Lead generation is a valuable service to any sales team. It helps them focus on hotter deals while allowing a third party to develop colder prospects. In order to determine its cost, you must first define what types of leads you’re going to get and how you’re getting them, then compare that to the total revenue that lead is going to bring you when you close the deal.

There are four basic types of leads:

  1. Cold: name, phone, email, title, industry. Essentially, a list. There’s a lot of work for your team to do with this lead. You’d better have an inside sales team.

Cost: If there are no emails, pay a penny/record. If there are emails, expect to pay $1/record, with the anticipation of 40% of those emails will bounce. That’s just how it works.

  1. Nurtured: this lead has heard of you, knows what you do, and has expressed an interest – either overtly (responded to an email or a phone call) or electronically (visited your website, opened numerous emails). These leads will be delivered in groups, as part of a marketing automation strategy.

Cost: To operate the tool yourself, expect to pay up to $2000/month, and provide that list that you bought in Lead Option #1 (above). Rally fits in this category, and operates the tool for you, provides the data and manages your process; cost: $1500/month.

  1. Qualified: this lead needs you, has a budget, is in pain, and on a timeline to fix it. Your guy just has to get him talking and seal the deal.
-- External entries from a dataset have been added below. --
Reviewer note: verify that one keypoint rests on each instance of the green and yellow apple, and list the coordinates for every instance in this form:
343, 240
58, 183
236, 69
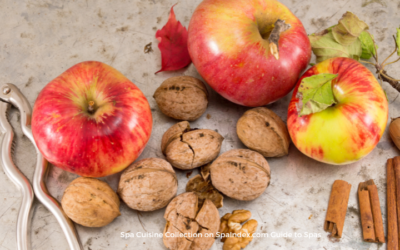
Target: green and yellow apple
348, 130
230, 44
91, 120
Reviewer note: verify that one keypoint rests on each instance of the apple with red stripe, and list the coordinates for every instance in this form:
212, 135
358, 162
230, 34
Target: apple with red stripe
91, 120
347, 130
250, 51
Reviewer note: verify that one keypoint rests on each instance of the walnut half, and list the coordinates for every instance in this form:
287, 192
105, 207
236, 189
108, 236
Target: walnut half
261, 130
187, 148
190, 227
241, 174
235, 235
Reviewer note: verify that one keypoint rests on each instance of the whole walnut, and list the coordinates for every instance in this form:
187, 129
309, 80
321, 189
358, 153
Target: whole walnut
241, 174
199, 224
186, 149
182, 98
148, 184
90, 202
261, 130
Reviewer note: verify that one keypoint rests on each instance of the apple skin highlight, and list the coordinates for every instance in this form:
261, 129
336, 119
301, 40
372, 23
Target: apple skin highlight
91, 144
228, 44
349, 130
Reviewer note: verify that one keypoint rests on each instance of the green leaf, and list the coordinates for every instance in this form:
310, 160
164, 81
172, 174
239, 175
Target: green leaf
367, 44
325, 46
317, 94
398, 41
348, 29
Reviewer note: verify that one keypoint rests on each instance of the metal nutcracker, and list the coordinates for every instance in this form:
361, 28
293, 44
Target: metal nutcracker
11, 95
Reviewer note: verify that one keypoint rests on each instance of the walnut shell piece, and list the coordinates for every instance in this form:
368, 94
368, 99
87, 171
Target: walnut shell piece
204, 190
235, 235
394, 131
148, 185
241, 174
186, 149
261, 130
90, 202
182, 98
188, 227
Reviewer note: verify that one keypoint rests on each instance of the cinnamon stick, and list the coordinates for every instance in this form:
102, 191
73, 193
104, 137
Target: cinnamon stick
337, 207
370, 211
377, 214
393, 239
396, 168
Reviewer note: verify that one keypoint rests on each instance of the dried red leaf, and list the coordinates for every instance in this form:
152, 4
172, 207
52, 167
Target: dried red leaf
173, 45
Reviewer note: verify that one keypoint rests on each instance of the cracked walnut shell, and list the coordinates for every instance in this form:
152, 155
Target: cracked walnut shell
190, 227
235, 235
148, 184
241, 174
186, 149
204, 190
261, 130
90, 202
182, 98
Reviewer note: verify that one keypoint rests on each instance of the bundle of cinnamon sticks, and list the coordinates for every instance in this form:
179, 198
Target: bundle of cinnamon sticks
393, 202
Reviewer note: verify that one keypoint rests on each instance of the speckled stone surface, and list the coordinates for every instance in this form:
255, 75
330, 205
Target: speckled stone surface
39, 39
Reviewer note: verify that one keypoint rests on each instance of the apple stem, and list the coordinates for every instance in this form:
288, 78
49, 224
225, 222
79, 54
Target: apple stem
279, 27
91, 106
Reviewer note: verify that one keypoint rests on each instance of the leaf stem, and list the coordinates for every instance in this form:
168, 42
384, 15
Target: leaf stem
383, 63
388, 77
398, 59
367, 62
376, 49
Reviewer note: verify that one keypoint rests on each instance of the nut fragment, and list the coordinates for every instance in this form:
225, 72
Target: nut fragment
261, 130
90, 202
394, 131
235, 235
198, 227
187, 149
241, 174
182, 98
148, 184
204, 190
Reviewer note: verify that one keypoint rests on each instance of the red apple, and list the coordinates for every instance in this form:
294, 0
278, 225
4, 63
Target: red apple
228, 43
350, 129
91, 120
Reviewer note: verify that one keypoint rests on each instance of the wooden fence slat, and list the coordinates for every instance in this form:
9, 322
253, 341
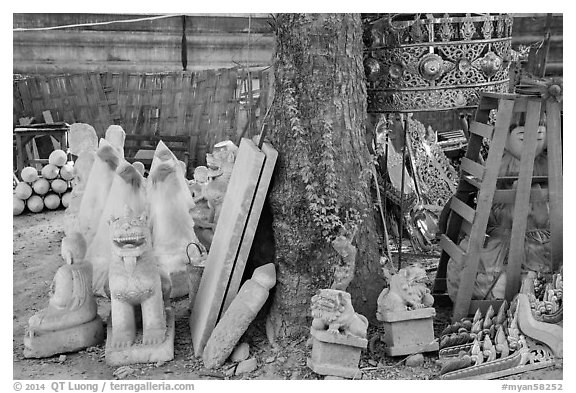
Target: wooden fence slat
202, 104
This is a difficult lead for third-party companies to produce, because they aren’t you, and most prospects aren’t interested in being “qualified” by a third party any more. They want to talk to the person who can solve their problem. NOW.

Cost: Depending on the value of your service, you should expect to pay $100s per qualified lead. If not, be wary of the qualifications.

  1. Appointment: this lead has agreed to talk at a certain time and place. Expect the majority not to show, or not to be qualified. Appointment setting companies are paid by the appointment, so they are desperate to get the prospect to agree, and usually on flimsy or non-specific terms.

Cost: If it truly is a qualified lead who agrees to a time to talk, that should be worth $1000s to you, so why are you paying $50? Think about it.